Solmonese spent the last 12 years working for Emily's List, a fundraising group devoted solely to electing female Democratic candidates who support abortion rights. So if you're a male Democrat who supports abortion rights, you get no money. If you're a female Republican who supports abortion rights, you get nothing. But if you're anti-gay and support abortion rights and you're a female Democrat, Emily's List loves you.
An example of the latter is the support given by Emily's List, under Solmonese's leadership, to Inez Tanenbaum, a pro-choice Democrat who ran for the U.S. Senate seat last year in South Carolina. It did not matter to Solmonese's group that Tanenbaum supported a constitutional amendment banning gay marriage, the very worst thing a candidate could do right now on the issue of gay equality.
Perhaps that's all in Solmonese's past, a necessary bow to the priorities of his old boss, and he will now adjust to the needs of his new employer. Fair enough, though this well-known track record won't help when he comes calling in Republican congressional offices.
There are more reasons to be concerned. Announcing his appointment, HRC's press release included the obligatory paean to bipartisanship. But this was overwhelmed by an emphasis on how "progressive" Solmonese is. (Progressive is now code language for that unspeakable thing, "liberal.") HRC informs us that he led "efforts to elect progressive candidates." He made Emily's List "the nation's foremost progressive electoral powerhouse." HRC quotes one supporter as praising him for a "tireless drive to create a more progressive America."
A Republican president just won another four-year term. The GOP has won seven out of the last ten presidential elections. Republicans have won majorities in the House of Representatives in six consecutive national elections. The Republican Senate majority grew in 2004 and is coming close to the super-majority needed to ram through anything it wants. The federal courts have become so conservative that liberal academics are starting to talk about the virtues of democracy.

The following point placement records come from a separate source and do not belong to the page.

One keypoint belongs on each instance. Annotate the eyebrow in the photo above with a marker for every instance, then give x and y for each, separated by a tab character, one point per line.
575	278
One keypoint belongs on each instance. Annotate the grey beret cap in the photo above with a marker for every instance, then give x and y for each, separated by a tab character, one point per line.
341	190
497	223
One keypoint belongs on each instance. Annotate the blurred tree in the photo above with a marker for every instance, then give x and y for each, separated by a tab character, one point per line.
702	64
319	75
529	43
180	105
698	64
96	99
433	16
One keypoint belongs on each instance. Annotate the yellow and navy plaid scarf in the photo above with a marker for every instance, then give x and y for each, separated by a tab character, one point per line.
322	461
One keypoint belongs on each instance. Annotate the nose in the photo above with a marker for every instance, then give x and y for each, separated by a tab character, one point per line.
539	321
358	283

In this climate, it is not a political asset in Washington to be a foremost progressive.
That is, it's not a political asset if one wants to appeal to both parties. But that may not be what Solmonese, or HRC, want.
Here is Solmonese, quoted in the Washington Post, introducing himself to the world as a gay leader: "This struggle that we're in in this country right now is not just for GLBT Americans but for all progressives."

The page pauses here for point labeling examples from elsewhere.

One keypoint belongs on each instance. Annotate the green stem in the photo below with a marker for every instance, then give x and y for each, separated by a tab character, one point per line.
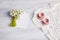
13	23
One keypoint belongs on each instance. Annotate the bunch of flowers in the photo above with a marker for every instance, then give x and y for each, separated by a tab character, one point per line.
15	14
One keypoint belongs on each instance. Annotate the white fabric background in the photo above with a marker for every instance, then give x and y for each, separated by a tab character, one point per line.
30	33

Mark that well. Solmonese wants to work for "all progressives." He sees himself leading the whole struggle of the proletariat. It's not just gay rights he wants, but a better world as defined by the left.
That's his right. But HRC once represented "all gays," some of whom are not progressives, and did so in a way that appealed to both parties, not just to the progressive one. With the appointment of Solmonese, it is much harder for HRC to present itself as nonpartisan; indeed, it now barely pretends to be.
The gay-rights movement needs effective political advocacy in Washington, so we must wish Solmonese and HRC the best. But we do so in the way one wishes the best to the unrepentant drunkard as he pours another.